It’s great to see evidence of people taking on board suggestions of how using behavioural insights can be used to improve efficiency in small and simple ways. Apart from anything else it’s wonderful to know that someone is listening now and again!
So, instead of the usual email from the school Parents’ Association asking me if I would be prepared to have an estate agent’s board in my front garden promoting their sponsorship of the summer fair, I received an ever so slightly different message this time.
Every other year I’ve been asked whether I would be willing to help and requesting that I complete a consent form and to provide my (unchanged) contact details. This time I received an email that said simply; in previous year’s you’ve said you were happy to help, we’re assuming that you’d be happy to do so again, unless you tell us otherwise. If you don’t want to have a board this year or your contact details have changed, please tell us. Otherwise we will keep you on our list.
The choice I have in completely unchanged – I can choose to help the school by agreeing to have a board or I can choose not to have one – but the default has been flipped.
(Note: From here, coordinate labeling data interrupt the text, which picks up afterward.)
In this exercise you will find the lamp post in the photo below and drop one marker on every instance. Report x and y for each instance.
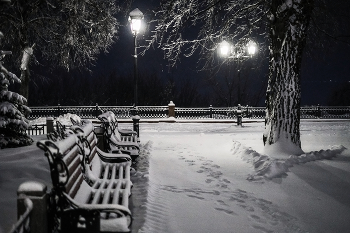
(135, 20)
(229, 51)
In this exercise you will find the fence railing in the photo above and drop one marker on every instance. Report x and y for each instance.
(124, 112)
(23, 223)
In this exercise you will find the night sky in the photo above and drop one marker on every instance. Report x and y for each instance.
(322, 71)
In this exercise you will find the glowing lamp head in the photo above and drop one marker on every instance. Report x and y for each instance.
(135, 20)
(225, 49)
(252, 48)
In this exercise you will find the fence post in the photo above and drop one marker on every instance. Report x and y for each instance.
(239, 115)
(171, 112)
(319, 111)
(58, 110)
(96, 110)
(36, 192)
(49, 125)
(136, 124)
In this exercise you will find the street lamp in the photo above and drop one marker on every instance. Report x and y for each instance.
(226, 50)
(135, 20)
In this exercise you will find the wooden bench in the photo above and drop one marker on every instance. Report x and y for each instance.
(90, 186)
(115, 139)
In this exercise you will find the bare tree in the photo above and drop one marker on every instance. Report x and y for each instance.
(68, 33)
(184, 27)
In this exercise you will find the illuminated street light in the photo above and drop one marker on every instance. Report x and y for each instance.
(237, 53)
(225, 49)
(135, 20)
(251, 48)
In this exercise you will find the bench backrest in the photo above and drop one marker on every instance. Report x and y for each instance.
(65, 160)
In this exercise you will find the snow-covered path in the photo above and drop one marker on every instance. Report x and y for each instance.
(197, 184)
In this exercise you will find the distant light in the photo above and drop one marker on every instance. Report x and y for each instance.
(225, 48)
(252, 48)
(135, 20)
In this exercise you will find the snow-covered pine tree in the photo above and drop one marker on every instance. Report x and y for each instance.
(13, 110)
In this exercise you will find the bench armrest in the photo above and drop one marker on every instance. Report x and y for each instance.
(133, 145)
(112, 158)
(111, 208)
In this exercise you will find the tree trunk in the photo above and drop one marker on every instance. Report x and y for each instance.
(289, 22)
(25, 74)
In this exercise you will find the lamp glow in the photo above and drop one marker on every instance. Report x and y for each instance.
(135, 20)
(225, 48)
(252, 48)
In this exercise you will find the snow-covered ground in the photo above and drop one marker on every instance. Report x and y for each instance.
(200, 177)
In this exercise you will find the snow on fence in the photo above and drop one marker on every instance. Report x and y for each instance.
(23, 223)
(148, 112)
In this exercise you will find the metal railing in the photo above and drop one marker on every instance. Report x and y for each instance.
(23, 223)
(124, 112)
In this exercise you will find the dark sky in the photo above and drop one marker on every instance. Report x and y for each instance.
(321, 72)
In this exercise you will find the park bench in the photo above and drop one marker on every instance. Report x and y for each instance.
(116, 139)
(91, 187)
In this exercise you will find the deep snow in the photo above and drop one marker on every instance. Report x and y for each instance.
(200, 177)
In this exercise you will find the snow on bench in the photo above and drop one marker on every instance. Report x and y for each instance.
(116, 139)
(89, 184)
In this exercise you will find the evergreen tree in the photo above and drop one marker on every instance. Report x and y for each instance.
(13, 110)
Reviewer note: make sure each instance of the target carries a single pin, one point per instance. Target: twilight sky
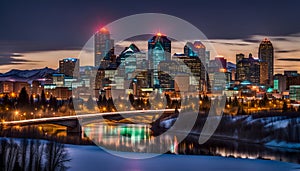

Instead of having to opt in and have the hassle of having to fill in a form (again), I will be included unless I choose to opt out.
Flipping the defaults is a very simple and effective way to increase response rates. We’ve seen how changing the workplace pension defaults from opt-in to opt-out significantly increased the numbers of people saving for retirement. The change to pensions, introduced in 2012, increased the proportion of eligible workers saving in pensions from 55% to 70% in just two years.
While changing the defaults for school fundraising initiatives are unlikely to have quite the same impact as the nation’s post-retirement finances, it is a simple way to reduce the burden of administration (for the school and participating parents) and to increase participation rates.
Of course not all defaults can be flipped so easily. We can’t opt people in to everything. But there are plenty of instances where we can think about the potential to change the choice architecture to encourage certain behaviours.